Paraburkholderia kururiensis

Scientific classification
- Domain: Bacteria
- Kingdom: Pseudomonadati
- Phylum: Pseudomonadota
- Class: Betaproteobacteria
- Order: Burkholderiales
- Family: Burkholderiaceae
- Genus: Paraburkholderia
- Species: P. kururiensis
- Binomial name: Paraburkholderia kururiensis (Zhang et al. 2000) Sawana et al. 2015
- Type strain: ATCC 700977; CCUG 43663; CIP 106643; DSM 13646; JCM 10599; KP23; LMG 19447
- Synonyms: Burkholderia kururiensis Zhang et al. 2000;

= Paraburkholderia kururiensis =

- Authority: (Zhang et al. 2000) Sawana et al. 2015
- Synonyms: Burkholderia kururiensis Zhang et al. 2000

Species of bacterium

Paraburkholderia kururiensis is a species of bacteria.

It was isolated by Zhang et al. from a groundwater sample in Japan. The sample was heavily contaminated with the industrial solvent trichloroethylene (TCE), which Paraburkholderia kururiensis degraded.

==Phenotypic characteristics==
Phenotypically, P. kururiensis is a Gram negative bacterium with an oval cell morphology.
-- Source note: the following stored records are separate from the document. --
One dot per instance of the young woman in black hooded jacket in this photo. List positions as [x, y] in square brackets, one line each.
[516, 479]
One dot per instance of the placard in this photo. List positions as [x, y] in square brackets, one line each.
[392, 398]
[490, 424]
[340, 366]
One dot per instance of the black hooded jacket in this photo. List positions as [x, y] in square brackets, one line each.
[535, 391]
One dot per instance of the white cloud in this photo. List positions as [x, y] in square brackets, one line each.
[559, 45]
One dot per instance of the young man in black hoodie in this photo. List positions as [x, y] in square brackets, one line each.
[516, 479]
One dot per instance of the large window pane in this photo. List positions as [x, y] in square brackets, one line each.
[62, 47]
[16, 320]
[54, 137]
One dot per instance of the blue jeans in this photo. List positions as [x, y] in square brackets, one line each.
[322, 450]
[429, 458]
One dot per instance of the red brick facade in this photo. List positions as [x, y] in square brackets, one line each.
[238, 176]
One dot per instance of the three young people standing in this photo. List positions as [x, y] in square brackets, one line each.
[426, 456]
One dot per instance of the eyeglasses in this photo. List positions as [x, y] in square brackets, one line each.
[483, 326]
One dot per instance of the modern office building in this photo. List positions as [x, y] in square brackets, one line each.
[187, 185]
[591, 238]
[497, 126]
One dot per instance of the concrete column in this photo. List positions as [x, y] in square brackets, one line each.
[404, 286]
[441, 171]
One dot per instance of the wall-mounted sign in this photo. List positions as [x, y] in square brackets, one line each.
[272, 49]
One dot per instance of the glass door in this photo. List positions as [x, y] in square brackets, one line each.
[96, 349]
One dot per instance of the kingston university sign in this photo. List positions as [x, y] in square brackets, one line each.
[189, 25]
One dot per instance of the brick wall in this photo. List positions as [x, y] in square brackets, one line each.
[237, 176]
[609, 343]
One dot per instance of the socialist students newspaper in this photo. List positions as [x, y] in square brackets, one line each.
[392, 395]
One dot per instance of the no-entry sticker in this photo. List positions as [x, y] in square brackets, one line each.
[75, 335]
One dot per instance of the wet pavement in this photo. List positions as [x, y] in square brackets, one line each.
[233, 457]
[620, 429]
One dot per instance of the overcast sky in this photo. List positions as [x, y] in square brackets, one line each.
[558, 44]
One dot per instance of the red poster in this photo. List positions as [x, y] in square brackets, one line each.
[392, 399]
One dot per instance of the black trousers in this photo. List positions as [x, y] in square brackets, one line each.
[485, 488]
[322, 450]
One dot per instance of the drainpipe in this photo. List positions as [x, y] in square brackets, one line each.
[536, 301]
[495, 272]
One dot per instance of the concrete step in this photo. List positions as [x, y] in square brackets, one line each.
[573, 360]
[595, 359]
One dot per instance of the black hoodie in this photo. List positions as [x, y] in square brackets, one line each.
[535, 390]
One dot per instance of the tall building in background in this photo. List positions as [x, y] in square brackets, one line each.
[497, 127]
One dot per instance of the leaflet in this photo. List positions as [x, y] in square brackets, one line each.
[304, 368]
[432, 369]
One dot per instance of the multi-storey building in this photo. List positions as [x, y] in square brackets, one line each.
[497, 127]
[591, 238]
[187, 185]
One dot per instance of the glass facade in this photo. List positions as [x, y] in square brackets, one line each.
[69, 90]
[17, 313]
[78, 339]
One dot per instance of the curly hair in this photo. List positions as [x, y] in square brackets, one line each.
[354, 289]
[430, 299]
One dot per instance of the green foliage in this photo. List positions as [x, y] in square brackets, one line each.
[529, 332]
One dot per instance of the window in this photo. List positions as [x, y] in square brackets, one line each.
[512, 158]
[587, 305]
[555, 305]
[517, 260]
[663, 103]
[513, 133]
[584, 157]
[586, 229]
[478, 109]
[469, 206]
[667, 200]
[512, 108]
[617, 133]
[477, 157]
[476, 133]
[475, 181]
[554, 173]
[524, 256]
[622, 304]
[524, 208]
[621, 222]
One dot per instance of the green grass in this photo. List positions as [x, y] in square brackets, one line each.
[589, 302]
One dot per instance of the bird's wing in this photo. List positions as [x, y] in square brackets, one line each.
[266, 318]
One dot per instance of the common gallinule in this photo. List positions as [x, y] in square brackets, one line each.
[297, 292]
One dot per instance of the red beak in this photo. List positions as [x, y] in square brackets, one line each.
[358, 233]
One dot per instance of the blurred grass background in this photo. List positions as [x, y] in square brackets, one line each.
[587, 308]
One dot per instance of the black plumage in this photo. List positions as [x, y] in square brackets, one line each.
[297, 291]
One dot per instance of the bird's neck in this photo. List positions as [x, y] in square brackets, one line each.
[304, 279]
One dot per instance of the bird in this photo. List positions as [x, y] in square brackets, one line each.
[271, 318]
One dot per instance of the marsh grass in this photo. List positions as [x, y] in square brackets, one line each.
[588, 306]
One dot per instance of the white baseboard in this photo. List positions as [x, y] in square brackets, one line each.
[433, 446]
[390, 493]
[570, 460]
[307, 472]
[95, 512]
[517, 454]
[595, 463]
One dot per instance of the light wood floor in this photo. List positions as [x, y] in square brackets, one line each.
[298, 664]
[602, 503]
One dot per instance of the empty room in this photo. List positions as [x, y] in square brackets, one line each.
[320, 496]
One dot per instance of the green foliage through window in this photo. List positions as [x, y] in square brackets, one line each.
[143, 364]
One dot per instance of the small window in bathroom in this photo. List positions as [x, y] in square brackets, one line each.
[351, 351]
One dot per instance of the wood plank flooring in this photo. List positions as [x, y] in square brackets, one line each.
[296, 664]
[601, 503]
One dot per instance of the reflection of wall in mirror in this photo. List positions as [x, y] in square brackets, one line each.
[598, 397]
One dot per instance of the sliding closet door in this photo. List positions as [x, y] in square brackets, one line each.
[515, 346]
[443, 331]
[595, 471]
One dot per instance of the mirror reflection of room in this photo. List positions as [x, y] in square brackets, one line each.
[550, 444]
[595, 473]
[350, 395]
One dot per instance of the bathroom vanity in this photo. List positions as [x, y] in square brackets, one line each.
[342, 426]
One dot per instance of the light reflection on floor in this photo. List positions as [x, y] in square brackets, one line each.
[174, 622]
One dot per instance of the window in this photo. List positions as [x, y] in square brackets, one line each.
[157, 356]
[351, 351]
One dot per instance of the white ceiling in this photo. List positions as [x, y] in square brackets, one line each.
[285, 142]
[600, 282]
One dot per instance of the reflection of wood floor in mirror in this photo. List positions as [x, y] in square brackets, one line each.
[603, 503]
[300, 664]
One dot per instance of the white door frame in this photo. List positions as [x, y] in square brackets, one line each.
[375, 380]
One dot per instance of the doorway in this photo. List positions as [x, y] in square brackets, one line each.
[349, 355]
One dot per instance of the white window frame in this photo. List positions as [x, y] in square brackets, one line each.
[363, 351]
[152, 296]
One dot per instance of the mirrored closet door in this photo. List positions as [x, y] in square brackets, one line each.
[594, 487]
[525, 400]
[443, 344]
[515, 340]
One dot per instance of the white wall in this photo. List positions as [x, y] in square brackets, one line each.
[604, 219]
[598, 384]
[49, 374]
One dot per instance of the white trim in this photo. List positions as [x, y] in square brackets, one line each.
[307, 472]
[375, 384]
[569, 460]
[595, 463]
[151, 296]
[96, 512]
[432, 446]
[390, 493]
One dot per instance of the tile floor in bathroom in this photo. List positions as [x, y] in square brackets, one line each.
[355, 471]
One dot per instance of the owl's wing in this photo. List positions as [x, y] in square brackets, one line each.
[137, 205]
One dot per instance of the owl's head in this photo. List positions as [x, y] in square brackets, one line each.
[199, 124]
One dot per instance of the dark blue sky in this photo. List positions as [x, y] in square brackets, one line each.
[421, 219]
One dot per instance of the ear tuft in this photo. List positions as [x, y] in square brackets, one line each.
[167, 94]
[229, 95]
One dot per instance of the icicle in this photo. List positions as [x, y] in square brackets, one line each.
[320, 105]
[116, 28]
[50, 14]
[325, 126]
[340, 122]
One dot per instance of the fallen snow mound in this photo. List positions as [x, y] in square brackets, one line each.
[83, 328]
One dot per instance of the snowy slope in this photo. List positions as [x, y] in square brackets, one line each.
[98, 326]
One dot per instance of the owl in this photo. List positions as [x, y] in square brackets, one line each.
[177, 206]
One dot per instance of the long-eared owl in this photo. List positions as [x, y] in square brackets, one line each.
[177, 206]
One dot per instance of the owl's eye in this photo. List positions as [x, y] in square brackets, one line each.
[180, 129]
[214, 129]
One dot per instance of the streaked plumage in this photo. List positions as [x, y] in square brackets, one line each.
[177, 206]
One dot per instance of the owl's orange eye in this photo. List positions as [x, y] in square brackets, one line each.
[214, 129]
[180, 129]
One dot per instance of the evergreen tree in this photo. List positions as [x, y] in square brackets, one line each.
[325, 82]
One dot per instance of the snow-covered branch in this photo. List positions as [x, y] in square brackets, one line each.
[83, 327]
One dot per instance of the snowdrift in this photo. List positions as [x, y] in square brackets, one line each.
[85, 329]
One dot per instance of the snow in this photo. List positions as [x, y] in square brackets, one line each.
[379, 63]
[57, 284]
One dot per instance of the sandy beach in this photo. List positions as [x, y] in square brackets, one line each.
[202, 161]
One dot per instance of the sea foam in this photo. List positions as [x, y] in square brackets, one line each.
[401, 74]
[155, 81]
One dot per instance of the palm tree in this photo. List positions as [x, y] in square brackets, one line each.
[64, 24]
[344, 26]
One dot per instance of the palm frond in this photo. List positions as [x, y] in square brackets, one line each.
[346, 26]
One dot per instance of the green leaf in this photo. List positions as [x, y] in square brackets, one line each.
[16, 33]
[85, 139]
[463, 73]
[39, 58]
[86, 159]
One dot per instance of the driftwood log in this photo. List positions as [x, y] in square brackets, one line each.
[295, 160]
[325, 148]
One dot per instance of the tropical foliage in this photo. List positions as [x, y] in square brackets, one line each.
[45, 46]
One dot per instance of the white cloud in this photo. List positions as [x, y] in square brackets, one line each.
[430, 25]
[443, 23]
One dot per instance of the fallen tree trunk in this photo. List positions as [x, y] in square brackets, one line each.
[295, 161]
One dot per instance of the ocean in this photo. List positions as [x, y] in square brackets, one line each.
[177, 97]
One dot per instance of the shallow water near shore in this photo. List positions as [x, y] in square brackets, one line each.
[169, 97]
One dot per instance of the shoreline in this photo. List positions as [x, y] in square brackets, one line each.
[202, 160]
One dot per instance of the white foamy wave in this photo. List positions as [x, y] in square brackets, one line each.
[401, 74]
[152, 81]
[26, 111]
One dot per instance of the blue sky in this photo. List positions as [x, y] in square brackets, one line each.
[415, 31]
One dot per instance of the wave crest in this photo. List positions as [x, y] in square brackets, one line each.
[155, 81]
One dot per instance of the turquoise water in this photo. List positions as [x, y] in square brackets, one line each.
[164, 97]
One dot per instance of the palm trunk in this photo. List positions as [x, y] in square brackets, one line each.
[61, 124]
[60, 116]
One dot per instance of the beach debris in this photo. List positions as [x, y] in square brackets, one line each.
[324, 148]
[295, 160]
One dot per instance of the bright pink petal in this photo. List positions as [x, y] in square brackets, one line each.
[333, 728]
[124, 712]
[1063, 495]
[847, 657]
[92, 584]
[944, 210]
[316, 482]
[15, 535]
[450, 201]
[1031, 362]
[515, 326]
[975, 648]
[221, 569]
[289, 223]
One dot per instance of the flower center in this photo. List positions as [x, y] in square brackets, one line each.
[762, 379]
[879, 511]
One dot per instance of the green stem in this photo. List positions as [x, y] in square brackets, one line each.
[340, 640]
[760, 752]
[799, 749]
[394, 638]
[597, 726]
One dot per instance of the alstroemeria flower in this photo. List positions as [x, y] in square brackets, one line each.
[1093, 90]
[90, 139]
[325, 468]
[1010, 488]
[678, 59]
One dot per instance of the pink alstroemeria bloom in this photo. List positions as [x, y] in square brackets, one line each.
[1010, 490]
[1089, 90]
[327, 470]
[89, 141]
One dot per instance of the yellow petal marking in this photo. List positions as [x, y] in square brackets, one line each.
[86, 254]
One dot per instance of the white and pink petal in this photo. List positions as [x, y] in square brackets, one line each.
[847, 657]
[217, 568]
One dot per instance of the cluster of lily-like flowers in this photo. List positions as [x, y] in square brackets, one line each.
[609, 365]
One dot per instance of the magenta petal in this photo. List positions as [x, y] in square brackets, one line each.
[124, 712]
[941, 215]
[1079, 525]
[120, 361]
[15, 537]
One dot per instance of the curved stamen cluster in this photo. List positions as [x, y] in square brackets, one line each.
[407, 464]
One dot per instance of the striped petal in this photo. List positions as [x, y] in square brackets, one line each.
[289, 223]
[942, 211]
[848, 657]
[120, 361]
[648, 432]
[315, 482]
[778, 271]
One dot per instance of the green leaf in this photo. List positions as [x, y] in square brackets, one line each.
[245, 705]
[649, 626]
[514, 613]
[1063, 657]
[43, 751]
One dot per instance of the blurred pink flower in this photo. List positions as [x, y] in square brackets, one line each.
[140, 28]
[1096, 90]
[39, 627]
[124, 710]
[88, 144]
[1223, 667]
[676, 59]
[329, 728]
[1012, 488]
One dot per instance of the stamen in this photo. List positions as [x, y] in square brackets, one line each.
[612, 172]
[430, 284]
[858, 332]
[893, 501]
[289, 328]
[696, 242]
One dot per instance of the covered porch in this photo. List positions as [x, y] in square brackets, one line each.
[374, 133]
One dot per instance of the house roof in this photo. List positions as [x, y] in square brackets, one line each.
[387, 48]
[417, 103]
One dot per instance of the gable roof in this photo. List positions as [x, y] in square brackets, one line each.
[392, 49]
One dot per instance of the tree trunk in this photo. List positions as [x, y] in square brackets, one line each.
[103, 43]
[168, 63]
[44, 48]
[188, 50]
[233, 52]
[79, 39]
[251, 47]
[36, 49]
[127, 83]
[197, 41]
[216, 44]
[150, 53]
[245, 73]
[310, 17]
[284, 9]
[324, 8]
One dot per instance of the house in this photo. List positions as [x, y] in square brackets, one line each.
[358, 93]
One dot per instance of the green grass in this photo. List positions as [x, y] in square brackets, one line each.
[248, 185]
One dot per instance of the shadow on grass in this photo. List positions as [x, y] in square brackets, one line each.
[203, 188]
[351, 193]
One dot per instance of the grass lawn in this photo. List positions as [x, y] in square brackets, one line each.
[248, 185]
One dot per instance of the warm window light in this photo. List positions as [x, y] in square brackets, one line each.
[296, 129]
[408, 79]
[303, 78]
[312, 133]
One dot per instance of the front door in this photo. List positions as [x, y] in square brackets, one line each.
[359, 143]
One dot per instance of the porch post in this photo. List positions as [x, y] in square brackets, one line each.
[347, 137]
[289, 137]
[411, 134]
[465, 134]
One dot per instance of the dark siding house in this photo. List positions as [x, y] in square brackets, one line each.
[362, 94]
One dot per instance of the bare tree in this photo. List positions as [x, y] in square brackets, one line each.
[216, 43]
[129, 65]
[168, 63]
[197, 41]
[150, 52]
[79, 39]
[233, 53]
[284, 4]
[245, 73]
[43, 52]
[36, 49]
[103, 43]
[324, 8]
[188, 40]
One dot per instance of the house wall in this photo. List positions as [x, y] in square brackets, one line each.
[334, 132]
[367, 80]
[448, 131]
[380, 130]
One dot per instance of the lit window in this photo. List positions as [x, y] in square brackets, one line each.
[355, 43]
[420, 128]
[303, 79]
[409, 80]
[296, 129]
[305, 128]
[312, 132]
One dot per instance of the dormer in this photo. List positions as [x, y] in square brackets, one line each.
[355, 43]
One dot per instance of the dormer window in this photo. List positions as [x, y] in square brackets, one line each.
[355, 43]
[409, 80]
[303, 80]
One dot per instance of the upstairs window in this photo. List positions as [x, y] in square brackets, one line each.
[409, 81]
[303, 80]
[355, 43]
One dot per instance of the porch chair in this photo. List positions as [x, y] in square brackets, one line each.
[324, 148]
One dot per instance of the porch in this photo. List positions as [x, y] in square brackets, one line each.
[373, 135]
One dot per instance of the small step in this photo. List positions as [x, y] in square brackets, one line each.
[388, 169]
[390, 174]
It was found to metabolise simple sugars such as mannose, glucose, galactose and maltose, as well as alcohols such as glycerol, inositol and mannitol.

==Genotypic characteristics==
Genotypically, studies of 16s ribosomal RNA suggested P. kururiensis belonged to the genus Paraburkholderia. The G+C total DNA content was measured as 64.8 mol %, as perhaps would be expected for Pseudomonadota.

==Type strain==
Based on information gathered during phenotypic and genotypic analysis, the KP23^{T} strain isolated by Zhang et al. was reckoned to be a new species in the genus, and the name Burkholderia kururiensis was proposed. The type strain is KP23^{T} (= JCM 10599). It has since been transferred to the genus Paraburkholderia.